The grainy images feel delicate in my hands. The tiny ring. The smaller crescent. A text arrow someone added that says “Baby” as if without it I wouldn’t know.
Because I wouldn’t.
“Due date?” I ask, because I need something concrete to put on the calendar in my head.
“Based on your last menstrual period, you’re looking at…” She swivels the monitor so I can see and calculates a date in mid-Spring. “That can shift a few days this early, but it gives us a working date.”

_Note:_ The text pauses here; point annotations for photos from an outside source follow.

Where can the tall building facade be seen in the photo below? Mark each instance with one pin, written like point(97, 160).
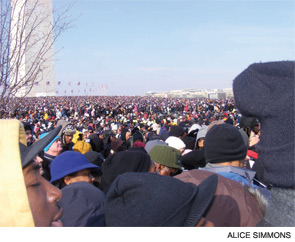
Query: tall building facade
point(37, 62)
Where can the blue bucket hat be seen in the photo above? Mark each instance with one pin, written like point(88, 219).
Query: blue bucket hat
point(48, 146)
point(67, 163)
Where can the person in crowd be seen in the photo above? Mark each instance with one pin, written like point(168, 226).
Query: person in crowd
point(82, 203)
point(52, 150)
point(266, 91)
point(232, 205)
point(166, 160)
point(122, 162)
point(176, 143)
point(225, 153)
point(66, 134)
point(176, 131)
point(148, 200)
point(95, 158)
point(29, 134)
point(200, 138)
point(30, 200)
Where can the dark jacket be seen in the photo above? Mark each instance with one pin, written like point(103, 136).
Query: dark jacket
point(83, 205)
point(232, 205)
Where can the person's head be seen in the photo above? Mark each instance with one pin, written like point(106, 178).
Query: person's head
point(29, 135)
point(36, 203)
point(166, 160)
point(122, 162)
point(70, 167)
point(176, 143)
point(176, 131)
point(224, 145)
point(54, 148)
point(176, 204)
point(68, 138)
point(201, 137)
point(266, 91)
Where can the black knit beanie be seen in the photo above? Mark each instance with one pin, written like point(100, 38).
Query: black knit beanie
point(151, 200)
point(122, 162)
point(266, 91)
point(223, 142)
point(176, 131)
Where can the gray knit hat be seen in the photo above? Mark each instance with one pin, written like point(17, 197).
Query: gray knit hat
point(165, 155)
point(266, 91)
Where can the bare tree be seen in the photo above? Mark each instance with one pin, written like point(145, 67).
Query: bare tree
point(27, 34)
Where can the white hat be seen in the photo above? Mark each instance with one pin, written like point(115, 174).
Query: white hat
point(175, 142)
point(202, 132)
point(194, 127)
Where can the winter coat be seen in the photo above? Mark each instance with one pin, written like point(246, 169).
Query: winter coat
point(83, 205)
point(241, 175)
point(232, 205)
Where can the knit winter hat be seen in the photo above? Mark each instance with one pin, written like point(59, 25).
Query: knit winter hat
point(122, 162)
point(223, 142)
point(129, 202)
point(165, 155)
point(266, 91)
point(175, 142)
point(82, 147)
point(151, 143)
point(137, 136)
point(176, 131)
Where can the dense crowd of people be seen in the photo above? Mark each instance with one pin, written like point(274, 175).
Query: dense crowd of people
point(146, 161)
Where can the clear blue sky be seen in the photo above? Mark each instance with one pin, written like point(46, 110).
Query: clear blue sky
point(139, 46)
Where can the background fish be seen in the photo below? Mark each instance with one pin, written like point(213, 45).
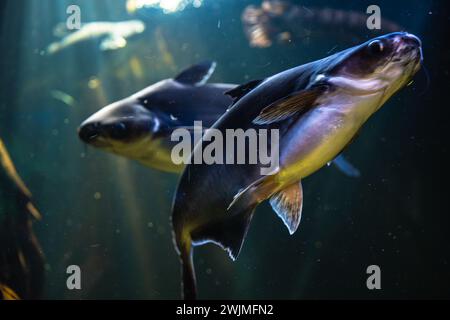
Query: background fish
point(140, 127)
point(318, 108)
point(114, 35)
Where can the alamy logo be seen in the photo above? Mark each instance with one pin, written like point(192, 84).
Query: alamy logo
point(237, 146)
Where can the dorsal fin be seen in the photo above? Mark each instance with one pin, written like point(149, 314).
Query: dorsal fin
point(243, 89)
point(197, 74)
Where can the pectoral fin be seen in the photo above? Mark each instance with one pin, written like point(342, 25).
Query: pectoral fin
point(297, 102)
point(346, 167)
point(198, 74)
point(288, 204)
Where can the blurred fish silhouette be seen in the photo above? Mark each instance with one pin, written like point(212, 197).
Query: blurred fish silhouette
point(139, 127)
point(279, 21)
point(21, 257)
point(114, 34)
point(318, 108)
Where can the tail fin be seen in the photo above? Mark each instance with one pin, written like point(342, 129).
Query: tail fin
point(53, 48)
point(187, 270)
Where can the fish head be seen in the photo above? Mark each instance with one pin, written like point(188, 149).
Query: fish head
point(123, 128)
point(383, 64)
point(132, 27)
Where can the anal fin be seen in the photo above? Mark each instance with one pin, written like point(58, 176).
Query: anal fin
point(288, 204)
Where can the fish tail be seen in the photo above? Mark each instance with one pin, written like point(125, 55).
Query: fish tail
point(187, 270)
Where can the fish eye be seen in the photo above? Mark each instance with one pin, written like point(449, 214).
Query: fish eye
point(118, 130)
point(375, 46)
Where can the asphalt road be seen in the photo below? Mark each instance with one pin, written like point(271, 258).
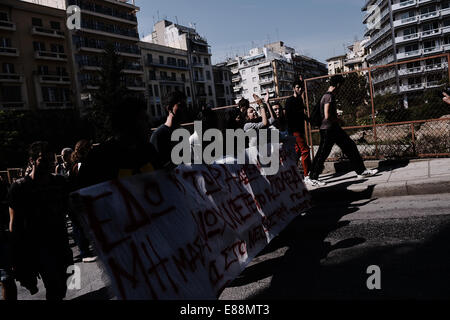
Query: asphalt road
point(325, 254)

Then she continues as if our lives didn’t just change in an instant. “Okay. We’ll get the labs today. Let’s talk symptoms and safety. You mentioned nausea and fatigue. I recommend vitamin B6—twenty-five milligrams up to three times a day—and doxylamine at night if you need it to help you sleep. It’s the active ingredient in Unisom, but get the tablets, not the gels. Half a tablet at bedtime helps a lot of people. Ginger, as you’ve discovered, can help. Simple carbs in the morning before you even sit up. Keep crackers or pretzels on your nightstand. Small, frequent meals. Don’t let your stomach get empty. Plenty of fluids.”
I nod. Some of this I’ve read at 2:00 in the morning in a rabbit hole I couldn’t stop myself from falling down. Hearing it from a calm voice in a lab coat makes it more rational.
“What do you do for work?” she asks.